Re: RFC mailbox interface



Hi,

On 2001.11.24 01:58 Carlos Morgado wrote:
> That doesn't register for me. If i have a message on 2 separate mailboxes
> and i delete it from one i fully expect the message to exist on the other 
> one
> 
But it does. It does exist in more than one place, physically. The lib 
should only choose to load the message from the fastest source available, 
but it _will_ physically be in all the mailboxes it appears to be in. I 
never said I wanted to keep just one, central copy, I _do_ want to have the 
message stored in every folder it should be. That's a very basic 
requirement, as other programs, that are unaware of the machanics of the 
lib can also access and process the folders.

>> Opening the message from a remote folder, I would go ahead and load the 
>> local copy instead...
>> 
> that should be transparent to the user
> 
Yes, exactly. If there is a message in any open local folder that is known 
to be an identical copy of the remote message requested, the data from the 
local folder is simply substituted and a network transfer of the message 
avoided.

> as i said above, it exists independently on the 2 mailboxes. i can see the
> benefits of having the message flags shared. if i edit the message on one
> mailbox (say, remove a stupid attachment or add a note) i don't expect
> that to happen on the *other* mailbox
> 
True. That would change the fingerprint of the message and therefore 
disassociate the edited message from the original. It would become a 
separate message.

> you're thinking about the performance increase from caching ? or the
> "access fastest copy" thing ? honestly real caching makes much more sense 
> to me than message referencing
> and copy-on-write shenanigans(sp? is there a sp ? :))
> mostly cause it can be neatly on a separate layer, and cause it's so
> much easier.
> 
Well, layers are a nice thing, but also bear in mind that, in the not too 
distant future, the common Balsa user will know no more about his OS than 
the common M$ user does today. I firmly beliebe that Linux, or maybe 
something evolved from Linux, will eventually replace Windows on the 
desktop. If you make something too hard to use or to configure, people will 
not accept it. Having a mailer config file, a mail processor config file, a 
proxy config file, and so on, would just be too much.
I think that Balsa, for the tasks needed for that simple desktop user, 
should incorporate all needed functionality into itself. That is, mailbox 
opening and indexing, message rendering and printing, message composition, 
sending by SMTP and reception by POP3, and accessing IMAP servers.
Assuming that all this is to be rolled into Balsa, there is no need to 
separate rwo functions that can be written more efficiently when combined.

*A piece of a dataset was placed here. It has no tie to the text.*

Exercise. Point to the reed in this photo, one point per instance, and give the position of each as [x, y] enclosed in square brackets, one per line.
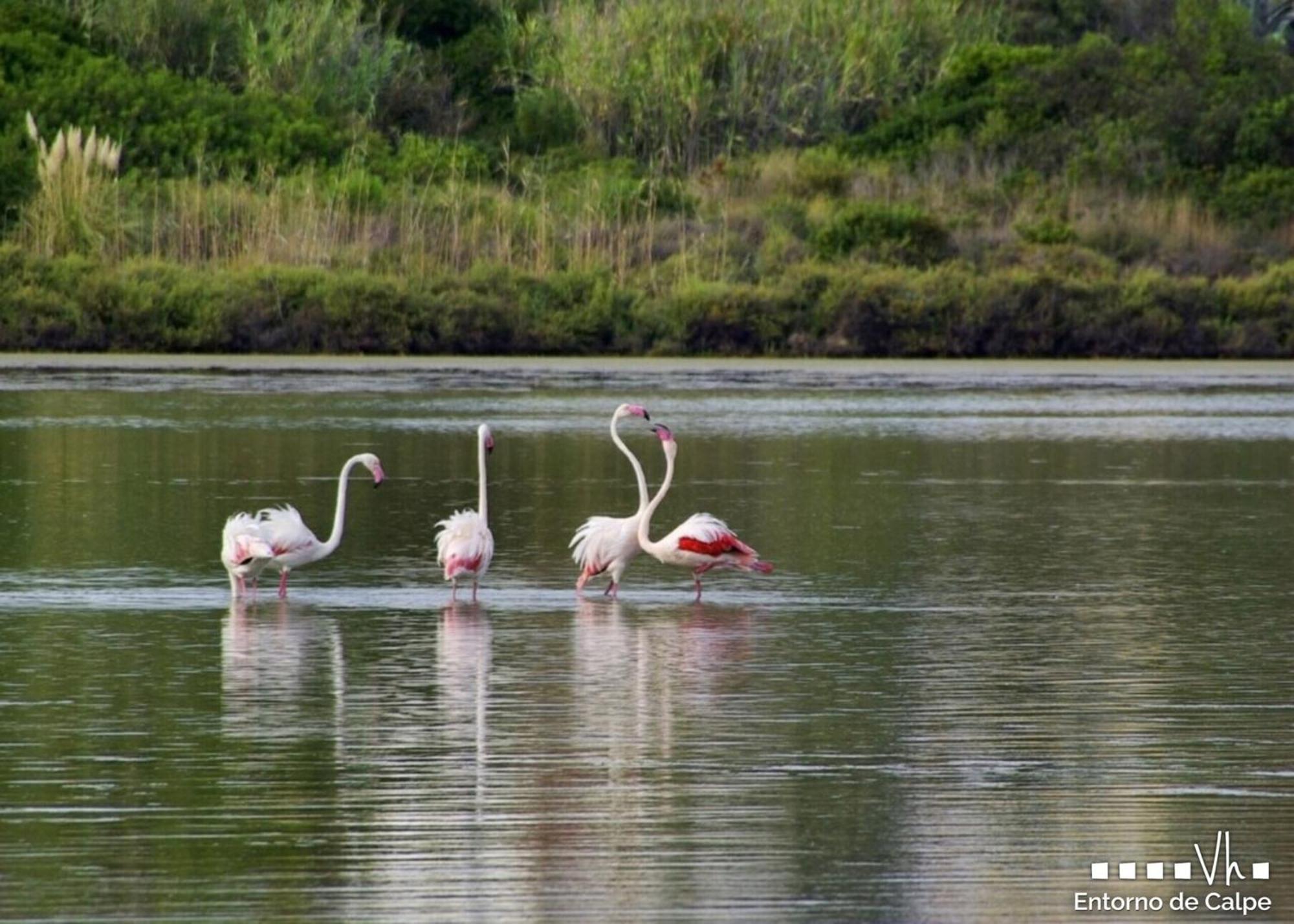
[685, 81]
[76, 208]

>> Well, it's possible to find out. As a matter of fact, if I were to write 
>> this, I would gather perf stats while opening the mailbox and reading 
>> the headers, then assign "speed indices" to each...
>> 
> 
> clever. except it doesn't work for nfs :) --
Why not? Read benchmarking should work on anything. Collect stats over 
time, and adjust the values at runtime, continuously.